While you can still feel how the rush to get this topical wartime pic into movies houses left it with some unresolved story construction problems and pinch-penny production issues, any loss in polish is easily made up for in urgency. With John Farrow’s straight-forward helming & Irwin Shaw’s plain-spoken script, Paul Muni radiates calm decency & resolve as a Norwegian widower watching in quiet despair as his small fishing town is first occupied, then brutalized by the Nazis. On the run after organizing the local resistance, Muni stumbles upon a secret airbase nearing completion and is forced to risk sailing past the Nazi guns to reach contacts in Britain.
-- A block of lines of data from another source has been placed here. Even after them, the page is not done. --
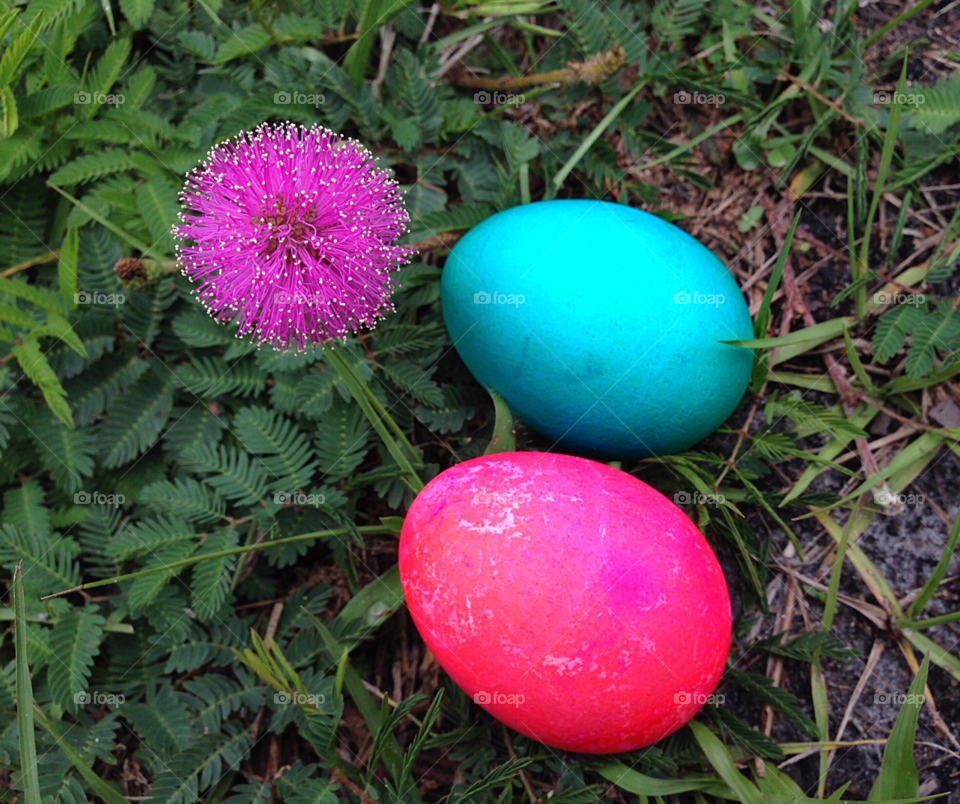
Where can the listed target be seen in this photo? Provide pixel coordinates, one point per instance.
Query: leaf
(212, 578)
(67, 266)
(159, 207)
(503, 439)
(241, 43)
(163, 722)
(93, 166)
(136, 419)
(898, 777)
(74, 644)
(185, 498)
(36, 367)
(137, 12)
(635, 782)
(778, 698)
(234, 474)
(719, 757)
(27, 781)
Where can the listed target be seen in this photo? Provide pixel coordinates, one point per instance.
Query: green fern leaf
(215, 697)
(285, 451)
(938, 330)
(212, 578)
(163, 722)
(107, 69)
(211, 376)
(67, 454)
(191, 427)
(144, 590)
(674, 20)
(136, 419)
(315, 393)
(185, 498)
(940, 108)
(48, 565)
(92, 166)
(241, 43)
(415, 381)
(74, 642)
(148, 536)
(892, 329)
(159, 207)
(234, 475)
(137, 12)
(199, 766)
(341, 439)
(586, 24)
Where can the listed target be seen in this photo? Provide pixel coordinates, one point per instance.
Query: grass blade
(29, 775)
(719, 757)
(503, 439)
(898, 777)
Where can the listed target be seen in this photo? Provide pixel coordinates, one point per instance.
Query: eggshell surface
(570, 600)
(600, 325)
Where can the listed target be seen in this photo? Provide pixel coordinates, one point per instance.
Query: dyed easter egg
(570, 600)
(600, 325)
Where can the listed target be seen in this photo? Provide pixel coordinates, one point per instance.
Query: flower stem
(396, 443)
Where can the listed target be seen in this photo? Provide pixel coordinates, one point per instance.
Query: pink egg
(570, 600)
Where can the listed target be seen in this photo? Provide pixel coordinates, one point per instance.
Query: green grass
(180, 618)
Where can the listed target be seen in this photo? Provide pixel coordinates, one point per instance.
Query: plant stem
(378, 417)
(233, 551)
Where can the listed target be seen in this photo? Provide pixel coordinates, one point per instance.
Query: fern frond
(136, 419)
(233, 473)
(939, 330)
(163, 722)
(211, 376)
(215, 697)
(48, 565)
(67, 454)
(892, 329)
(199, 766)
(186, 499)
(674, 20)
(341, 439)
(74, 643)
(941, 106)
(148, 536)
(212, 578)
(93, 166)
(285, 450)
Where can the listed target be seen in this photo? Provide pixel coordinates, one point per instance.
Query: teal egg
(600, 325)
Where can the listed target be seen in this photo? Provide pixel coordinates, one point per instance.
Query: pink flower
(290, 231)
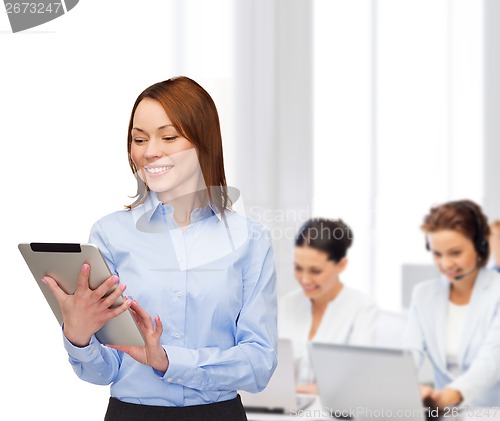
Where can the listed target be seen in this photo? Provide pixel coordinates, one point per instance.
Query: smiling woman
(323, 309)
(213, 329)
(455, 320)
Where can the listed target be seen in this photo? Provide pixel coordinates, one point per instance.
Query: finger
(159, 325)
(141, 315)
(82, 283)
(111, 299)
(105, 287)
(122, 308)
(59, 294)
(123, 348)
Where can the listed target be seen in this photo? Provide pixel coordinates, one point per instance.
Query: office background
(367, 110)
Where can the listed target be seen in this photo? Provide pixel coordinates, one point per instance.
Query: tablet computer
(63, 262)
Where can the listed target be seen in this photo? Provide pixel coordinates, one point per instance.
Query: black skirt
(231, 410)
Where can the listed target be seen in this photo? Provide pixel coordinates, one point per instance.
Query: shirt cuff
(86, 353)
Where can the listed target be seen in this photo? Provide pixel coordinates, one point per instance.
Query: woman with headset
(455, 320)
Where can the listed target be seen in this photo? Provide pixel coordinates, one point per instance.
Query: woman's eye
(170, 138)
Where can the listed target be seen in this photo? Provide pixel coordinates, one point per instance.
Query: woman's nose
(153, 149)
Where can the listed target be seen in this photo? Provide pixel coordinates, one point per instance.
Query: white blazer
(479, 351)
(349, 319)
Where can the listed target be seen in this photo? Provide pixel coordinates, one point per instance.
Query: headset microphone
(460, 277)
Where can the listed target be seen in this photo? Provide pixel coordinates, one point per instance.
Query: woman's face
(165, 161)
(317, 275)
(454, 254)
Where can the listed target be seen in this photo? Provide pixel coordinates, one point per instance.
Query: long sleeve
(213, 284)
(413, 337)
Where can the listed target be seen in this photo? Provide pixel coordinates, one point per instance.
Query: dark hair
(331, 236)
(463, 216)
(194, 115)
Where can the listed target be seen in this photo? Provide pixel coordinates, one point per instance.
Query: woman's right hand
(86, 311)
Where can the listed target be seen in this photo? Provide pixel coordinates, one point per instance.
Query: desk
(312, 413)
(317, 412)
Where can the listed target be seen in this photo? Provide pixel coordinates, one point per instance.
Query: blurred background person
(455, 319)
(495, 243)
(323, 309)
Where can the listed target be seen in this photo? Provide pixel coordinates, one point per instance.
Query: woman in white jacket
(455, 319)
(323, 309)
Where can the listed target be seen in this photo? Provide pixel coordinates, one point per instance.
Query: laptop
(365, 383)
(279, 396)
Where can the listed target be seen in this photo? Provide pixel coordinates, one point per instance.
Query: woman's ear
(342, 264)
There would be many films like this made as the war progressed (even more after it ended), but this early entry remains effective & moving, largely because its random casualties prove unwilling to cheat death.
DOUBLE-BILL: Warner Bros. brought a more stylized, elaborate, even fantastic note, plus an all-star cast (Errol Flynn, Ann Sheridan, Walter Huston, Judith Anderson), to a similar Norwegian resistance story in EDGE OF DARKNESS/’43 with Lewis Milestone helming.
SCREWY THOUGHT OF THE DAY: Listen up for an early bit from Lloyd Bridges as a lost (and unlucky) Nazi driver. And keep your eyes open to see Lillian Gish in her modest return to Hollywood after a decade on the B'way stage.